Aussie Doctors Unite To Force Ban On Cricket’s Alcohol Sponsors

Aussie Doctors Unite To Force Ban On Cricket’s Alcohol Sponsors

A group of Aussie doctors has called for alcohol companies to be banned from sponsoring cricket, claiming it is doing no good for children who watch the sport.

B&T Magazine
Posted by B&T Magazine

Dr Sarah Dalton from the Royal Australasian College of Physicians (RACP) told the ABC it was unacceptable for young kids to be bombarded with promos by alcohol brands while watching sport.

“We’re overdue for a national conversation to discuss how big brewers are using sport as a channel to market their product, leaving our children as the collateral damage,” Dalton said.

“It is happening in too many Australian sports and it needs to stop.”

Doctors are worried that giving naming rights to alcohol companies such as VB for the recent one-day international series between Australia and Pakistan increases awareness and normalises the use of alcohol, according to the ABC, have called on the Australian Communications and Media Authority to stop alcohol brands from sponsoring sporting events.

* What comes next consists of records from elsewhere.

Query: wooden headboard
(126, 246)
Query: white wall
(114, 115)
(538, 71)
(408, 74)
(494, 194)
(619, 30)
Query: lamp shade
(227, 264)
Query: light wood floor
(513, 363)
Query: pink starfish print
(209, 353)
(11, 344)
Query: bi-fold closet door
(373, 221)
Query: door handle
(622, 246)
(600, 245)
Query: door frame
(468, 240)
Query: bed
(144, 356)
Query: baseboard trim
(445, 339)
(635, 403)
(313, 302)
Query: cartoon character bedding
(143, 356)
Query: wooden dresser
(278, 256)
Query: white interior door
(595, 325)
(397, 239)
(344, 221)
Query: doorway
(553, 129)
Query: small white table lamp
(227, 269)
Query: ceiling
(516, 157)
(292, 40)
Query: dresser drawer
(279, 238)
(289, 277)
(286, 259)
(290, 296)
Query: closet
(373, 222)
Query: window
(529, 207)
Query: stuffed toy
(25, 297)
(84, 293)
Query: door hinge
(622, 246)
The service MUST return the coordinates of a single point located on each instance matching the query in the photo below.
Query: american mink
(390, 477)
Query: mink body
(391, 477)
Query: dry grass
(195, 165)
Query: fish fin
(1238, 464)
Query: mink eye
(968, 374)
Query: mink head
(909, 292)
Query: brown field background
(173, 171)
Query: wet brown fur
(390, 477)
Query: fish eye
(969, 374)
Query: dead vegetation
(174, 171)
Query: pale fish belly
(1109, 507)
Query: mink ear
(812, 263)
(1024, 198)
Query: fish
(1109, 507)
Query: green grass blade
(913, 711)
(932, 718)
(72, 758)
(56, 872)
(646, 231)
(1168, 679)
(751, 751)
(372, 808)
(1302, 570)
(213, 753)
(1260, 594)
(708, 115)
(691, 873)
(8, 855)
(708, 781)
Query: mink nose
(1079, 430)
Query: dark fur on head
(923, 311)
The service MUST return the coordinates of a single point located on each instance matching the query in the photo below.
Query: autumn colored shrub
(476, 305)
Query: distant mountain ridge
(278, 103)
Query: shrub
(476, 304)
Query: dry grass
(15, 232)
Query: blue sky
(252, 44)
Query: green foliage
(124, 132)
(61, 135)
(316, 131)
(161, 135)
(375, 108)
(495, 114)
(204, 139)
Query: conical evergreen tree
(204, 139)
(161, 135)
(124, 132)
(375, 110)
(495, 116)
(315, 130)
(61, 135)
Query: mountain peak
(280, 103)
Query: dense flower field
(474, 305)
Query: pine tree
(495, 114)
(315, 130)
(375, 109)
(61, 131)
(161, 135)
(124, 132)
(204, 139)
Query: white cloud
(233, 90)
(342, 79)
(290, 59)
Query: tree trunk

“During one of the VB ODI games, I urge you to keep a tally of how many times you spot an alcohol ad or logo, either at the ground, on a player’s shirt, or in an advertisement on TV,” Dalton said.

“I’m sure the number would surprise and shock you.

“We know this type of marketing leads children and adolescents to start drinking earlier, and makes young drinkers prone to binge drinking patterns.”

Research by the RACP found that New South Wales was one of the “worst-offending states” for alcohol promotion, with five sponsorships spread across Cricket NSW as well as Big Bash League teams the Sydney Sixers and Sydney Thunder.

The research comes after a series of peer-reviewed studies published by international journal Addiction found a link between alcohol marketing and youth drinking, and that self-regulatory measures by the alcohol industry are failing to protect children.

However, Alcohol Beverages Australia executive director Fergus Taylor slammed the suggestion that current self-regulatory measures are ineffective and that further regulation is needed in Australia to curb underage drinking.

“Underage drinking is in steady decline across the country and has been for some time,” he said.

“The fact that this decline has occurred during a period of increased alcohol advertising is a clear indication that regulations in place work, and work well.

“Anti-alcohol activists have been trying for years to blame alcohol advertising as the cause of underage drinking, but the inconvenient truth for them is this claim is simply not supported by official data.”